One of the most difficult pieces of information to capture in an IVR is a person's name. The problem of recognizing spoken names is similar to the problem of accurately producing spoken names (see TTS). “The first [problem] is the large set of names involved in many applications, ranging from a few thousand names to over a million in some cases. The second is the lack of standardized pronunciations for many names; each can have multiple valid pronunciations, which further increases the difficulty of the recognition task” (Davidson, McInnes, & Jack, 2004, p. 56).
When collecting a caller's name, use Speak and Spell
Davidson et al. (2004) had 95 people participate in an experiment in which they booked flights for themselves and a hypothetical friend.
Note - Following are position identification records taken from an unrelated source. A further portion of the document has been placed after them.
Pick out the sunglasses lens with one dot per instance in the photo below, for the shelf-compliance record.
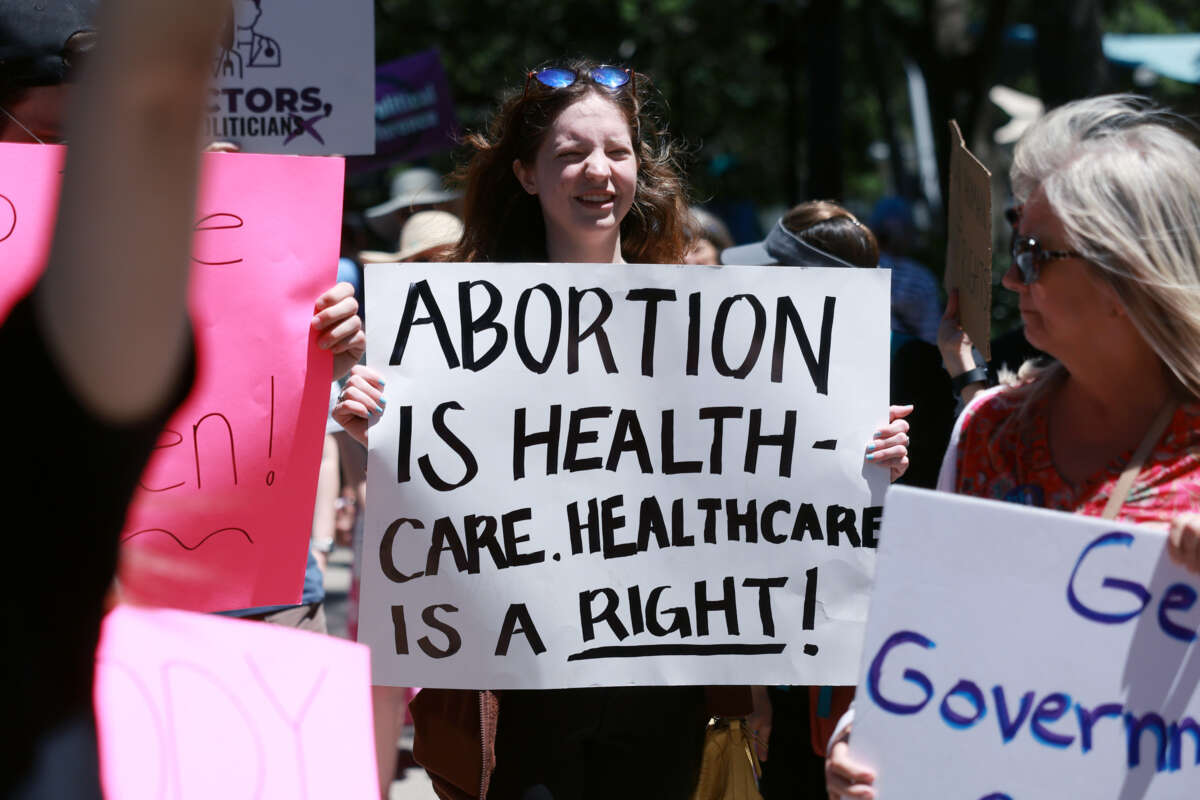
(1025, 252)
(555, 77)
(610, 77)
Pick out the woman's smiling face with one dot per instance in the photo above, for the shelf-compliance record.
(585, 173)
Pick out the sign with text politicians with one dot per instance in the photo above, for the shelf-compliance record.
(414, 110)
(223, 512)
(192, 705)
(297, 78)
(604, 475)
(1020, 653)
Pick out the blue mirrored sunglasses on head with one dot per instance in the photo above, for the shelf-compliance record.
(1027, 253)
(562, 77)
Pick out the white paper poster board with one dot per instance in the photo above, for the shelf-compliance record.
(1019, 653)
(297, 79)
(633, 516)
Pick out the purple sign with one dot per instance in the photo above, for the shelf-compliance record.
(414, 112)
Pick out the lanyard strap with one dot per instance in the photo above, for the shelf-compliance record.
(1121, 489)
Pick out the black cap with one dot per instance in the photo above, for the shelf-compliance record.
(33, 40)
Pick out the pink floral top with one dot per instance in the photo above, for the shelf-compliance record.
(1013, 463)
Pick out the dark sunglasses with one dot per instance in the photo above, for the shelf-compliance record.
(1027, 253)
(562, 77)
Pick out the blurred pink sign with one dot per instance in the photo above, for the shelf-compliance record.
(192, 705)
(223, 512)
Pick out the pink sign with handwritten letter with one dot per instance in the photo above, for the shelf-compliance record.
(223, 512)
(192, 705)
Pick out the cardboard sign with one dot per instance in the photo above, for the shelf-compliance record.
(191, 705)
(969, 246)
(605, 475)
(414, 110)
(297, 78)
(1019, 653)
(223, 512)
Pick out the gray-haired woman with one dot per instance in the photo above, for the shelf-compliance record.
(1107, 269)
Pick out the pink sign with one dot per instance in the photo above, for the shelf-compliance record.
(192, 705)
(223, 512)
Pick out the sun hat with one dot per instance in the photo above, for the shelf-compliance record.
(34, 40)
(424, 229)
(412, 188)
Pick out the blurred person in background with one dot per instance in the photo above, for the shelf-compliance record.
(709, 236)
(795, 722)
(426, 236)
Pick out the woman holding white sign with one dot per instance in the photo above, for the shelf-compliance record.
(571, 169)
(1107, 269)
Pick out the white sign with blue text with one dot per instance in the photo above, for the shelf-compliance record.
(295, 77)
(1017, 653)
(622, 474)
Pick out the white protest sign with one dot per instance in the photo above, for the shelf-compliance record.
(1015, 653)
(298, 78)
(605, 475)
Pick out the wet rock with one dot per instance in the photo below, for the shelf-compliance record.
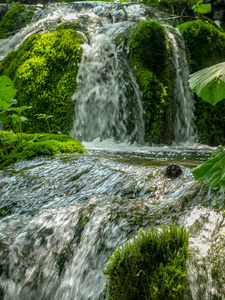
(173, 171)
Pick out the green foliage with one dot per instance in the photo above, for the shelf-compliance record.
(35, 145)
(209, 83)
(45, 117)
(212, 172)
(205, 45)
(149, 54)
(7, 92)
(152, 266)
(44, 70)
(17, 17)
(202, 8)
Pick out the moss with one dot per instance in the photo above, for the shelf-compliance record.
(205, 46)
(44, 70)
(35, 145)
(153, 266)
(17, 17)
(149, 54)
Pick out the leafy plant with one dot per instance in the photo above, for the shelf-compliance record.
(46, 117)
(202, 8)
(7, 92)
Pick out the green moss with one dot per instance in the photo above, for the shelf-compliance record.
(44, 70)
(35, 145)
(149, 54)
(205, 45)
(17, 17)
(153, 266)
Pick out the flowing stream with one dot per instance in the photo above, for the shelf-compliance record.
(61, 218)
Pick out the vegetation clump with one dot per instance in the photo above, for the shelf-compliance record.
(35, 145)
(149, 54)
(152, 266)
(17, 17)
(205, 45)
(44, 70)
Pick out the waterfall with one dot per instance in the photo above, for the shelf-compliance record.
(108, 99)
(184, 122)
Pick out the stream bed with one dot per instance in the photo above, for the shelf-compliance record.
(61, 218)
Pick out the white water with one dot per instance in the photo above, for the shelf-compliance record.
(108, 99)
(119, 191)
(184, 123)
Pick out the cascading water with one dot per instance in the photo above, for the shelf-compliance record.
(108, 99)
(184, 123)
(61, 218)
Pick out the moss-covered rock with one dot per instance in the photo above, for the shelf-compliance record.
(17, 17)
(44, 70)
(149, 55)
(205, 45)
(35, 145)
(152, 266)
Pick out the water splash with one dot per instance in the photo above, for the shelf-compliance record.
(108, 99)
(184, 123)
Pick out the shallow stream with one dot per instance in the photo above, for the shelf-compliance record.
(61, 218)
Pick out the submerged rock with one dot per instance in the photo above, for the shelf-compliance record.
(173, 171)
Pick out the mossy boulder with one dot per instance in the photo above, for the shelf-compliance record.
(152, 266)
(34, 145)
(44, 71)
(205, 45)
(150, 57)
(17, 17)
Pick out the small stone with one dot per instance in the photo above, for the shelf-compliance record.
(173, 171)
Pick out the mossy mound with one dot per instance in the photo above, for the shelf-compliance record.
(17, 17)
(153, 266)
(44, 71)
(35, 145)
(205, 45)
(149, 54)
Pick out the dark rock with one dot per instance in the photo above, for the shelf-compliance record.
(173, 171)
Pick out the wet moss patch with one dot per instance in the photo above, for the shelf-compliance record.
(44, 71)
(152, 266)
(35, 145)
(17, 17)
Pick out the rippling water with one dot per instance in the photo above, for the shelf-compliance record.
(61, 218)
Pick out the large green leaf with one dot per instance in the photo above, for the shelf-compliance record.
(212, 172)
(209, 83)
(7, 92)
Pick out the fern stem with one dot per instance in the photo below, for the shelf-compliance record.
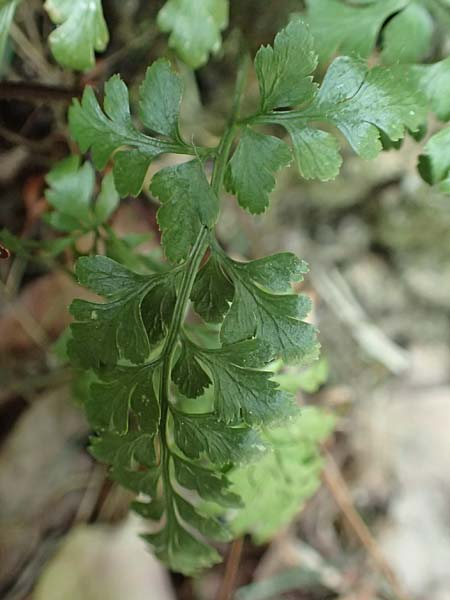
(191, 268)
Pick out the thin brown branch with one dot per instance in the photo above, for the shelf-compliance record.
(231, 570)
(342, 496)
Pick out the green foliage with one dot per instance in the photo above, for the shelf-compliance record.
(194, 27)
(284, 71)
(364, 104)
(188, 204)
(7, 10)
(81, 31)
(194, 418)
(274, 488)
(70, 192)
(251, 172)
(434, 79)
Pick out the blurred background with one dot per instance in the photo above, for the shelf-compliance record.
(378, 245)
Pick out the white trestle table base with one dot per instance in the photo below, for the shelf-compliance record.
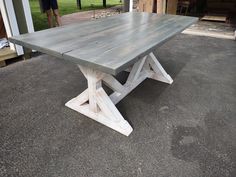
(105, 47)
(97, 105)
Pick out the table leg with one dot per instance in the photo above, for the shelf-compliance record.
(97, 105)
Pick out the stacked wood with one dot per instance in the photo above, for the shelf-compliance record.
(158, 6)
(146, 6)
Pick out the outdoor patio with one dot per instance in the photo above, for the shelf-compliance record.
(180, 130)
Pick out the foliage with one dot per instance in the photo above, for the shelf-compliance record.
(65, 7)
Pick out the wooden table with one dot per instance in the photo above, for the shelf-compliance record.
(105, 47)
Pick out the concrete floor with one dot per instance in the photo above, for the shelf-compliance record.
(186, 129)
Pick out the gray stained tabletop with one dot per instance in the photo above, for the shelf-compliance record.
(110, 44)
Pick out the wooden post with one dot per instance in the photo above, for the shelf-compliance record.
(79, 4)
(104, 2)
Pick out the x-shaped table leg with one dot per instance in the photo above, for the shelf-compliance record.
(96, 104)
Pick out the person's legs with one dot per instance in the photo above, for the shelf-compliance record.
(54, 7)
(57, 17)
(47, 10)
(49, 18)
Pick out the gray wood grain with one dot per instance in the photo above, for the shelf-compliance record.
(109, 45)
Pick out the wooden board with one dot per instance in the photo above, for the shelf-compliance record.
(221, 18)
(171, 6)
(146, 6)
(110, 45)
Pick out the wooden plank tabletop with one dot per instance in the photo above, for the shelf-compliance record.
(110, 44)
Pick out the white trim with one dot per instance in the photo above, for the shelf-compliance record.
(131, 5)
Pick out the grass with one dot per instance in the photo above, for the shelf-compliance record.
(65, 7)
The name grammar included 11,926 British surnames – all names spoken in the experiment were in grammar. The primary experimental variable was the method for collecting the name, with three conditions – Speak Only (“Please say your surname.”); One Stage Speak and Spell (“Please say then spell your surname.”); and Two Stage Speak and Spell (“Please say your surname,” then, after collecting the spoken surname, “How do you spell that?”). The grammar allowed callers to use “double” (as in “double-B”) and in the one-step condition to use linking words such as “spelled” or “that's” (“Smith spelled S M I T H”). The table below shows their results for mean attitude rating, percentage successful task completions, and percentage preferring the method (for all variables, higher scores are better).
For efficiency, prefer one step Speak and Spell, but if there are recognition problems, consider using two steps
The data showed a clear advantage for Speak and Spell over Speak Only, but no statistically significant difference between the two Speak and Spell methods (although there was a slight completion rate and preference advantage for the One Stage version).
Collect first and last names in separate dialog steps
In a usability evaluation reported by Damper and Gladstone (2007), callers found it difficult to spell their first and last names in the same step (“William W I L L I A M Jones J O N E S”), so it is probably wise to collect first and last names in separate dialog steps.
When verifying a name, limit the number of names in the name verification grammar
Sometimes you don't need to capture a name, you just need to verify it. For name verification, there are ways to limit the number of names in the grammar to improve recognition. For example, if there is some type of authentication process before the IVR has to verify a name, the grammar can be built dynamically, using the name returned from the authentication process. If necessary, the grammar can contain other “filler” names to prevent random utterances from being falsely accepted as the real name in the grammar. There are systems in operation, however, where the only item in the grammar is the target name, with the acceptance confidence level tuned to achieve an acceptable level of accuracy.
Damper, R. I., & Gladstone, K. (2007). Experiences of usability evaluation of the IMAGINE speech-based interaction system. International Journal of Speech Technology, 9, 41–50.
Davidson, N., McInnes, F., & Jack, M. A. (2004). Usability of dialogue design strategies for automated surname capture. Speech Communication, 43, 55–70.